Yargıtay Kararı 17. Ceza Dairesi 2017/1295 E. 2018/16761 K. 24.12.2018 T.

YARGITAY KARARI
DAİRE : 17. Ceza Dairesi
ESAS NO : 2017/1295
KARAR NO : 2018/16761
KARAR TARİHİ : 24.12.2018

MAHKEMESİ :Asliye Ceza Mahkemesi
SUÇ : Hırsızlık
HÜKÜM : Mahkumiyet

Yerel mahkemece sanık hakkında hırsızlık suçundan verilen hüküm temyiz edilmekle, başvurunun süresi ve kararın niteliği ile suç tarihine göre dosya görüşüldü:
Dosya ve duruşma tutanakları içeriğine, toplanıp karar yerinde incelenerek tartışılan hukuken geçerli ve elverişli kanıtlara, gerekçeye ve hâkimin takdirine göre; suçun sanık tarafından işlendiğini kabulde usul ve yasaya aykırılık bulunmadığı anlaşılmış, diğer temyiz itirazları da yerinde görülmemiştir.
Ancak;
1-Sanığın suça konu yeleği AVM içerisinde bulunan mağazadan aldıktan sonra mağazadan ayrıldığı, AVM içerisinde dolaştığı sırada çevrede hırsızlık olaylarının artmasından dolayı devriye gezen kolluk tarafından suça konu yeleğin alarm takılı vaziyette sanığın elinde görülmesi üzerine sanığın yakalandığı anlaşılmakla, hırsızlık eyleminden itibaren kesintisiz bir takip bulunmadığından suçun tamamlanmış olduğu gözardı edilerek, teşebbüs nedeniyle cezasından 5237 sayılı Türk Ceza Kanunu’nun 35. maddesi uyarınca indirim yapılması sonucu sanık hakkında yazılı şekilde eksik ceza tayini,
2-5237 sayılı TCK’nın 61/1. maddesine göre malın değerinin az ya da çok olması, temel cezanın belirlenmesinde alt sınırdan uzaklaşmak için bir kriter olup, hırsızlık suçuna konu malın değerinin az olmasının 5237 sayılı TCK’nın 145. maddesinde ayrı olarak düzenlenmesi, kanun koyucunun hırsızlık suçunda malın değerinin az olmasına verdiği önemi göstermektedir.

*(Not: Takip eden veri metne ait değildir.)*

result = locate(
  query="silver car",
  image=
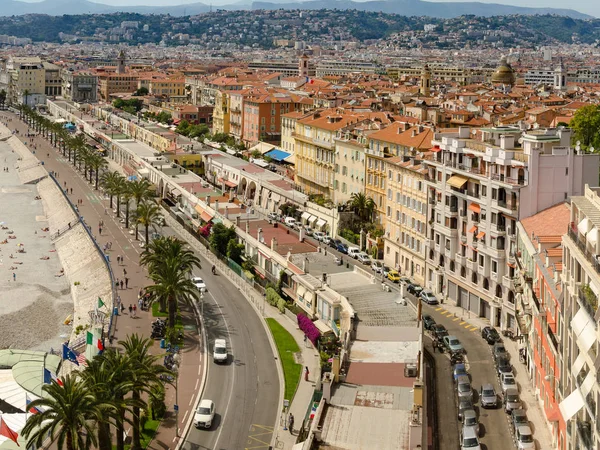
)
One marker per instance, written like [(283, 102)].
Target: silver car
[(463, 388), (488, 396)]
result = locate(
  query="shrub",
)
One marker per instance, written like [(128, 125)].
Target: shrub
[(309, 328)]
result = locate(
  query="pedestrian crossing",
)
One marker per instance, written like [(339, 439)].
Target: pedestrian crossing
[(462, 323)]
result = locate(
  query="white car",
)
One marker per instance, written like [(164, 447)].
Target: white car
[(199, 283), (204, 414), (377, 266), (363, 258), (220, 351), (318, 235)]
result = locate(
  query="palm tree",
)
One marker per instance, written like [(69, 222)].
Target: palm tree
[(111, 182), (144, 376), (147, 214), (68, 413)]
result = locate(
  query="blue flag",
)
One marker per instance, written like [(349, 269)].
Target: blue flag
[(70, 355)]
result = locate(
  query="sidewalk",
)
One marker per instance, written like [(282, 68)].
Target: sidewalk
[(539, 425), (96, 208)]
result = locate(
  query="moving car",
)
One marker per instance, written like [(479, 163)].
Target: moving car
[(507, 381), (453, 344), (204, 414), (487, 396), (394, 276), (511, 400), (524, 437), (220, 351), (490, 335), (377, 266), (414, 289), (363, 258), (470, 420), (469, 440), (518, 417), (428, 321), (199, 283), (428, 297), (318, 235), (463, 388), (439, 331)]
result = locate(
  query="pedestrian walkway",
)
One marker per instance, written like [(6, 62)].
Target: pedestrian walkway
[(96, 208), (539, 425)]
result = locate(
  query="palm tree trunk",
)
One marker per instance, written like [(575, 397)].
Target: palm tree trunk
[(136, 443)]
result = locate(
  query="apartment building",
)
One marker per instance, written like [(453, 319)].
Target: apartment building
[(405, 221), (535, 308), (578, 332), (481, 184), (79, 86)]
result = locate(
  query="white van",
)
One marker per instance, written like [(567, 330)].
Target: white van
[(220, 351), (353, 252)]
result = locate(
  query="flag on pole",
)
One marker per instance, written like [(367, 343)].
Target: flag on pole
[(31, 410), (8, 433), (91, 340), (70, 355), (49, 377)]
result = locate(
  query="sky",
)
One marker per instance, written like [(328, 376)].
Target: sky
[(591, 7)]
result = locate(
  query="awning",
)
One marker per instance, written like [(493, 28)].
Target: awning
[(475, 208), (571, 405), (457, 181), (584, 226)]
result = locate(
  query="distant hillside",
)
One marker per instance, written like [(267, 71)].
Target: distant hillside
[(403, 7)]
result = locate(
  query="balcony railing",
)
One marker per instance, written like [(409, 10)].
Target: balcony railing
[(581, 244)]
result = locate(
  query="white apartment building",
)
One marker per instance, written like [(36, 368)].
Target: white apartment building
[(579, 330), (481, 183)]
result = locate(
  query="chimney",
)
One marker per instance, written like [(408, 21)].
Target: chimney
[(273, 245)]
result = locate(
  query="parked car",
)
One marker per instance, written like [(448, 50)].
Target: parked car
[(507, 381), (377, 266), (488, 396), (428, 321), (463, 388), (363, 258), (524, 437), (220, 351), (518, 417), (464, 405), (394, 276), (453, 344), (499, 351), (318, 235), (439, 331), (204, 414), (428, 297), (414, 289), (353, 252), (470, 420), (511, 400), (503, 366), (469, 440), (459, 370), (490, 335)]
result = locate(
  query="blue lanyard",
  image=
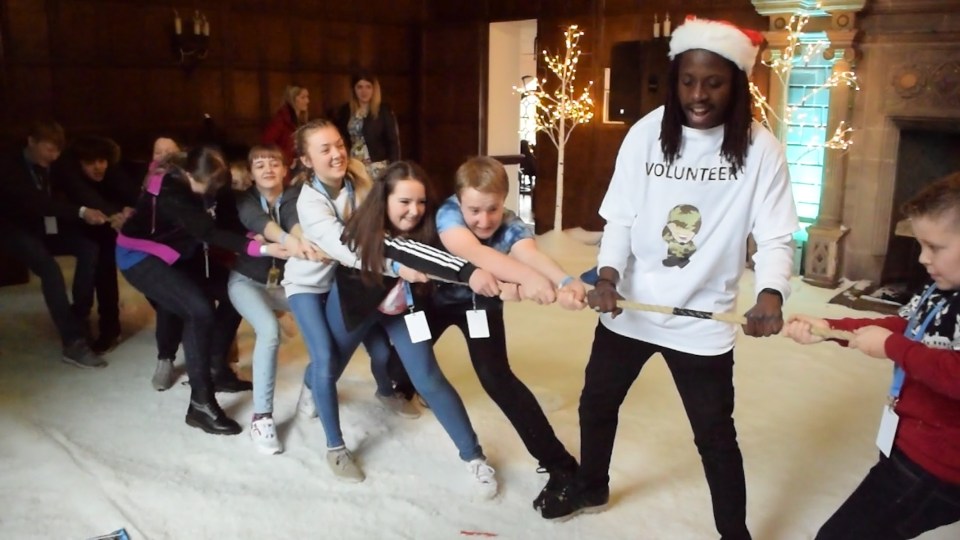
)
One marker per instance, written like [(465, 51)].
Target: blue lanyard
[(408, 293), (914, 332), (275, 215), (318, 185)]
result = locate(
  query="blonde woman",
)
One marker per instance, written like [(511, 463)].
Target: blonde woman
[(368, 126), (291, 115)]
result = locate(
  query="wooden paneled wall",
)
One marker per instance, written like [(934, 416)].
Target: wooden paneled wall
[(109, 66), (592, 149)]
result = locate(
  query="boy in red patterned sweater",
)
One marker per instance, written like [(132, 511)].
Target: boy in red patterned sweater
[(915, 487)]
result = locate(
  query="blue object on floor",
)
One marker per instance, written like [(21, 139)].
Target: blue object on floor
[(120, 534)]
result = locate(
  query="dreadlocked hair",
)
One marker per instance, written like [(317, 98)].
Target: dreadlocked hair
[(366, 230), (737, 120)]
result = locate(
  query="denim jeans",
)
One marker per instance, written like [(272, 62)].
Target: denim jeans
[(421, 364), (208, 329), (258, 304), (705, 385), (37, 252), (489, 359), (898, 499), (325, 366)]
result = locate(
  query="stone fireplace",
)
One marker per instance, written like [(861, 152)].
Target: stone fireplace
[(907, 117), (927, 150), (906, 55)]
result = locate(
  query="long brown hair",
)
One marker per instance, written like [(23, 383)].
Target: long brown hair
[(737, 119), (369, 226), (204, 164)]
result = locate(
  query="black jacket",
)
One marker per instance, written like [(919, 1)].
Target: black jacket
[(255, 220), (110, 195), (179, 218), (380, 133), (28, 194)]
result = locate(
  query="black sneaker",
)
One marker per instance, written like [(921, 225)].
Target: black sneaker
[(574, 500), (558, 480), (80, 355)]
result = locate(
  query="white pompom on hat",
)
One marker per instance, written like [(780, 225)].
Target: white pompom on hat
[(736, 44)]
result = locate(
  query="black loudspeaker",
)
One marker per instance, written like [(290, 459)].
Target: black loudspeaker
[(626, 82), (638, 78)]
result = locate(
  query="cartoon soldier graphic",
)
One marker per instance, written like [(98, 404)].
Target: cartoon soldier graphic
[(683, 223)]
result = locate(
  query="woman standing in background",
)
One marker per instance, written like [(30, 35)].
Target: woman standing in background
[(368, 126), (291, 115)]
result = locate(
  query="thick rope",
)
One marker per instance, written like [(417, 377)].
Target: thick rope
[(732, 318)]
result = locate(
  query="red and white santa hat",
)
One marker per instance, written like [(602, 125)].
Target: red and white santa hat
[(736, 44)]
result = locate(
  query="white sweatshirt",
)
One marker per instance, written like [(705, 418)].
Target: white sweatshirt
[(321, 225), (677, 233)]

Yargıtay Ceza Genel Kurulunun 15/12/2009 tarih 6/242-291 sayılı içtihadında belirtildiği üzere, “.. daha çoğunu alabilme olanağı varken yalnızca gereksinimi kadar ve değer olarak az olan şeyi alma” görüşünün, 5237 sayılı TCK’nın 145. maddesinin uygulamasında bütünüyle reddedilmesi mümkün değil ise de maddenin yalnızca bu tanımlamayla sınırlandırılması da olanaklı değildir. 5237 sayılı TCK’nın 145. maddesinin gerek ilk şekli, gerekse değiştirilmiş biçimi; ortak tanımlama ile, hırsızlık suçunun konusunu oluşturan değerin az olmasını temel almaktadır. 5237 sayılı TCK’nın 145. maddesine göre, faile verilen cezada indirim yapılabilmesi için malın değerinin az olması yeterli olup, hâkim indirim oranını 5237 sayılı TCK’nın 3. maddesinde öngörüldüğü üzere “İşlenilen fiilin ağırlığıyla orantılı” olacak şekilde saptamalıdır. Değer azlığı nedeniyle ceza vermekten vazgeçme kararı verilecek ise; malın değerinin azlığı yanında “Suçun işleniş şekli ve özellikleri” de dikkate alınmalıdır. 5237 sayılı TCK’nın 145. maddesinin uygulanmasında hâkime takdir hakkı tanınmış olup, hâkim takdir hakkını kullanırken keyfiliğe kaçmadan, her somut olaya uygun, yasal ve yeterli gerekçe göstermek suretiyle uygulama yapmalıdır.
Somut olayda, sanığın çaldığı bir adet yeleğin etiket fiyatının 59,99 TL olduğu anlaşılmakla, sanık hakkında suçun işleniş şekli ve özellikleri itibarıyla ceza vermekten vazgeçilemeyecek ise de hırsızlık konusunu oluşturan malın değerinin miktar olarak az olması nedeniyle 5237 sayılı TCK’nın 145. maddesi uyarınca verilen cezadan belirlenecek oranda indirim yapılması gerektiğinin gözetilmemesi suretiyle sanık hakkında yazılı şekilde fazla ceza tayini,
3-Anayasa Mahkemesinin hükümden sonra 24/11/2015 tarih 29542 sayılı Resmi Gazete’de yayımlanan 08/10/2015 tarih 2014/140 Esas 2015/85 sayılı kararı ile 5237 sayılı TCK’nın 53. maddesinin 1. fıkrasının (b) bendine yönelik olarak vermiş olduğu iptal kararının kapsam ve içerik itibariyle yeniden değerlendirilmesinde zorunluluk bulunması,
4-5271 sayılı Ceza Muhakemesi Kanunu’nun 232. maddesinin 2. fıkrasının (c) bendi uyarınca gerekçeli karar başlığında suçun işlendiği zaman diliminin yazılması gerekirken yazılmaması,
5-Sanıktan şikayetçi olmayan mağdurun gerekçeli karar başlığında şikayetçi olarak yazılması,
Bozmayı gerektirmiş, sanık …’in temyiz nedeni bu bakımdan yerinde görülmüş olduğundan, hükmün açıklanan nedenlerle tebliğnameye aykırı olarak BOZULMASINA, 5320 sayılı Kanun’un 8/1. maddesi yollamasıyla 1412 sayılı CMUK’nun 326/son maddesi uyarınca sanığın kazanılmış haklarının GÖZETİLMESİNE, 24/12/2018 tarihinde oy birliğiyle karar verildi.